1

I have a topic named SOURCE which contains a stream of two kinds of messages, A and B. I have written a kafka-streams application that consumes that topic, finds an A and a B with the same correlation ID and aggregates them into a new message C and puts that on the output topic DESTINATION

Sometimes an A without a B (or wise versa) will put on the SOURCE topic. I have created a queryable state store so I can look at these dangling messages but now I'd like to delete a specific message from the intermediate topic. I guessing it's just a matter of getting a message with the right key (which I have) and null ass the body into the intermediate topic. The question is what is the best way?

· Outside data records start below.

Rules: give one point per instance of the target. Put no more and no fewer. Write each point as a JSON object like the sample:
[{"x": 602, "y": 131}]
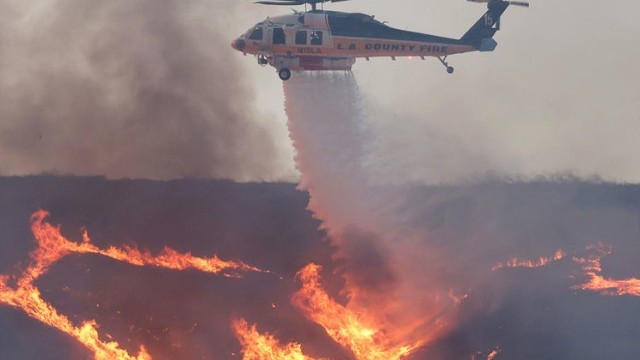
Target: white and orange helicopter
[{"x": 330, "y": 40}]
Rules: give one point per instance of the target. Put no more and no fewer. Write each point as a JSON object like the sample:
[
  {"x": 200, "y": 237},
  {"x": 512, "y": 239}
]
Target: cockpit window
[
  {"x": 278, "y": 36},
  {"x": 256, "y": 34},
  {"x": 316, "y": 37}
]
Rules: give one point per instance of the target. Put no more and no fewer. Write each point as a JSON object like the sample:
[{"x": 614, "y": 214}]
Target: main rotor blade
[{"x": 281, "y": 2}]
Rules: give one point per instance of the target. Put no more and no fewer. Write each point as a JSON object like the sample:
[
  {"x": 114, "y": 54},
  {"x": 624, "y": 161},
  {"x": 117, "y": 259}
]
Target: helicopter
[{"x": 330, "y": 40}]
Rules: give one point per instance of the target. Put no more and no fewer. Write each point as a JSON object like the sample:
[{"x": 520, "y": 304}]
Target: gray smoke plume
[{"x": 139, "y": 89}]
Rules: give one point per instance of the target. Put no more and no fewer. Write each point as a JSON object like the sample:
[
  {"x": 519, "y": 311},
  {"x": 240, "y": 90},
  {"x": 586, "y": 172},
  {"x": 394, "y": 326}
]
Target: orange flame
[
  {"x": 343, "y": 325},
  {"x": 542, "y": 261},
  {"x": 492, "y": 355},
  {"x": 28, "y": 299},
  {"x": 257, "y": 346},
  {"x": 592, "y": 268},
  {"x": 53, "y": 246}
]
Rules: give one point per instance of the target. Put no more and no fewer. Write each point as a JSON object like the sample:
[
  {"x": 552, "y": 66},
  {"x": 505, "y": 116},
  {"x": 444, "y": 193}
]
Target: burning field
[{"x": 335, "y": 267}]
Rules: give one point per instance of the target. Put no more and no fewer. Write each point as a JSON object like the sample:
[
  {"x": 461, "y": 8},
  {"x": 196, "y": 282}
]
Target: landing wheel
[
  {"x": 443, "y": 60},
  {"x": 284, "y": 73}
]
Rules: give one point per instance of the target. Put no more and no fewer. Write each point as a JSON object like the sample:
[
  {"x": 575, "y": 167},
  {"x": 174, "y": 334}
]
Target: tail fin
[{"x": 480, "y": 35}]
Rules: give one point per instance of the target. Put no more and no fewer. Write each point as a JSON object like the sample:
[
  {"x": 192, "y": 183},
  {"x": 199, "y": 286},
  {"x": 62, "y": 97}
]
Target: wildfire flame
[
  {"x": 257, "y": 346},
  {"x": 53, "y": 246},
  {"x": 592, "y": 268},
  {"x": 542, "y": 261},
  {"x": 343, "y": 325},
  {"x": 492, "y": 355}
]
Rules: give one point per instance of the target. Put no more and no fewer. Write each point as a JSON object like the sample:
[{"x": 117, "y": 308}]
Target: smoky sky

  1. Produce a special clear-message to SOURCE which would cause the aggregated message to become null
  2. Write a message directly to the intermediate topic with null data
  3. some other way, maybe kafka-streams already have an API call for this?

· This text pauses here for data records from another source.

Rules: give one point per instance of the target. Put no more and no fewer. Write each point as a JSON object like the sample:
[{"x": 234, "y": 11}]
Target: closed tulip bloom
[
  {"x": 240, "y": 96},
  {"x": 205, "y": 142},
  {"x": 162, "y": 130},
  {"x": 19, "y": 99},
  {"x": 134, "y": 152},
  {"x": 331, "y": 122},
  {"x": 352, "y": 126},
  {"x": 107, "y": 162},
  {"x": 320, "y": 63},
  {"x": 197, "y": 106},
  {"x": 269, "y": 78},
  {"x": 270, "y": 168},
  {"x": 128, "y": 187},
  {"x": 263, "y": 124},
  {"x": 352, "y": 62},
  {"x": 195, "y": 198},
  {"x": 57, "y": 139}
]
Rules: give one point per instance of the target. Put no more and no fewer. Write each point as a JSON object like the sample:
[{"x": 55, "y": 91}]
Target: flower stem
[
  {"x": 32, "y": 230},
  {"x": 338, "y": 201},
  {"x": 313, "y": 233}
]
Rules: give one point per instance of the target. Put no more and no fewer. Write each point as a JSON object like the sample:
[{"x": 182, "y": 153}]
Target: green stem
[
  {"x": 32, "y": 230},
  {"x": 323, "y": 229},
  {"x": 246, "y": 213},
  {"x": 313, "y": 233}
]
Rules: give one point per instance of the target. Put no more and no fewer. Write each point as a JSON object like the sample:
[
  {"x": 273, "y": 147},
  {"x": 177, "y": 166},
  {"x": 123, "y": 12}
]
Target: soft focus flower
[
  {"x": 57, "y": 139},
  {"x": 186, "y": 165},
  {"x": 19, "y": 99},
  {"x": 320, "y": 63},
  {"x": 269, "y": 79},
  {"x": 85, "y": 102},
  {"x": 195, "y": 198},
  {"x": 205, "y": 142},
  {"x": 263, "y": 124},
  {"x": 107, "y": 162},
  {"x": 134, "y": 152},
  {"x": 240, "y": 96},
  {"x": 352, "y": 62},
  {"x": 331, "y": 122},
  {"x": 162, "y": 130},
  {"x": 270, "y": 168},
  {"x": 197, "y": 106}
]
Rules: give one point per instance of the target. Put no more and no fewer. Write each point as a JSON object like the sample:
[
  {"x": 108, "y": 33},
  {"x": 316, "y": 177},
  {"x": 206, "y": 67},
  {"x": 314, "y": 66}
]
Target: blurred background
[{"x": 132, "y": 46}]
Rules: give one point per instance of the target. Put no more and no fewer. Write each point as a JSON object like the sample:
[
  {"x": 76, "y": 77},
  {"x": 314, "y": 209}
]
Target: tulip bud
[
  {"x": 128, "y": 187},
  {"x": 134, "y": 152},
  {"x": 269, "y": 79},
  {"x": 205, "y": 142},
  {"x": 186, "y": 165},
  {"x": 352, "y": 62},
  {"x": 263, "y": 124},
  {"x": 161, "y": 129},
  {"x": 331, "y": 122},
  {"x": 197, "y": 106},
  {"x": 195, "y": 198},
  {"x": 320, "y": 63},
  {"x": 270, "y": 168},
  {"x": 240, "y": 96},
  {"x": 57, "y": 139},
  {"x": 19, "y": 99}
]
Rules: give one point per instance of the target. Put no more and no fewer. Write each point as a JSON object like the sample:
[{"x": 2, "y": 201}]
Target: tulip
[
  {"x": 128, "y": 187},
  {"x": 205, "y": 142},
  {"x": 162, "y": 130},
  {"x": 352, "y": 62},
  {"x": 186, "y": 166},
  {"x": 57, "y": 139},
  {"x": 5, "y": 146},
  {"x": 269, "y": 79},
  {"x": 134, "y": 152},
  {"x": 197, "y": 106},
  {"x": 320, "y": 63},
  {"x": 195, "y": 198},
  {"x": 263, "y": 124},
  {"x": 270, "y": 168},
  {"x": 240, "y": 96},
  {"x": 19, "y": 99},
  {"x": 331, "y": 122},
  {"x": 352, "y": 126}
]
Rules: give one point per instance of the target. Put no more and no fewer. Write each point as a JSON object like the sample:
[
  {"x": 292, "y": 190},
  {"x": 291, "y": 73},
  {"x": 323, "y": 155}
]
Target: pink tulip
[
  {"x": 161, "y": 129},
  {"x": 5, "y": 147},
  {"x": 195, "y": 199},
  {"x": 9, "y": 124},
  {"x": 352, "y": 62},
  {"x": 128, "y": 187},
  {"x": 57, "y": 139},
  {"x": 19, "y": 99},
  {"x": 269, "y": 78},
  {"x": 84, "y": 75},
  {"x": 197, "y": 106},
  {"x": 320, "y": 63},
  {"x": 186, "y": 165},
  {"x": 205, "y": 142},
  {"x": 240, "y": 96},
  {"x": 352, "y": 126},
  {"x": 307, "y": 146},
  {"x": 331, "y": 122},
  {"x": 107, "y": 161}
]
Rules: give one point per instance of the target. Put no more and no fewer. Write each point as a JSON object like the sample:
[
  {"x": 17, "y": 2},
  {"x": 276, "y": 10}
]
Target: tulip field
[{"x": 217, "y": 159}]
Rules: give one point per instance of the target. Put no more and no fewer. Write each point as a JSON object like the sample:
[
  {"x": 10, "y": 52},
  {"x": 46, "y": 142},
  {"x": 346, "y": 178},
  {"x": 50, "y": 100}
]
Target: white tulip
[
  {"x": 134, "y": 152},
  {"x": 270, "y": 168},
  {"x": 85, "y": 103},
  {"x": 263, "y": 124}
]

Bonus question: If I know that I don't want messages to sit in the intermediate topic for longer than 6months, can I instruct kafka-streams to create the intermediate topic with 6m retention or should I create the topic myself manually before I run the app?

Richo
  • 751
  • 7
  • 17
  • This isn't really what Kafka is intended for (hence why you're having trouble figuring out how to do it). You shouldn't be deleting messages from a Kafka topic. Think of it more as a queue than a data store. Ideally you'd only read each message once - when you consume it. If there's no B for an A or vice versa, it won't be written to DESTINATION, so is there really a problem? – Ben Watson Feb 26 '18 at 09:29
  • Short answer - you cannot (duplicate of https://stackoverflow.com/questions/35775489/delete-a-specific-kafka-message). Some links of interest: http://www.benstopford.com/2017/10/06/confluent-schema-registry-failover-failback/ https://stackoverflow.com/questions/28586008/delete-message-after-consuming-it-in-kafka – Artur Biesiadowski Feb 26 '18 at 10:09
  • Ben, if it's not written to DESTINATION it will stay in the intermediate topic forever, so the size of the topic will grow until infinity. Artur - you can it's 100% possible to delete messages in a topic with log compaction, that's what kafka-streams does under the hood, I'm talking about what would be the best practise in doing it myself – Richo Feb 26 '18 at 13:24
  • I think it would be better to write a message to the SOURCE topic -- this allows you to clean up internal state while processing the message. If you write to internal topic that Kafka Streams create directly, you might mess up the state of the applications. – Matthias J. Sax Feb 26 '18 at 16:45

1 Answers1

0

Bonus question: If I know that I don't want messages to sit in the intermediate topic for longer than 6months, can I instruct kafka-streams to create the intermediate topic with 6m retention or should I create the topic myself manually before I run the app?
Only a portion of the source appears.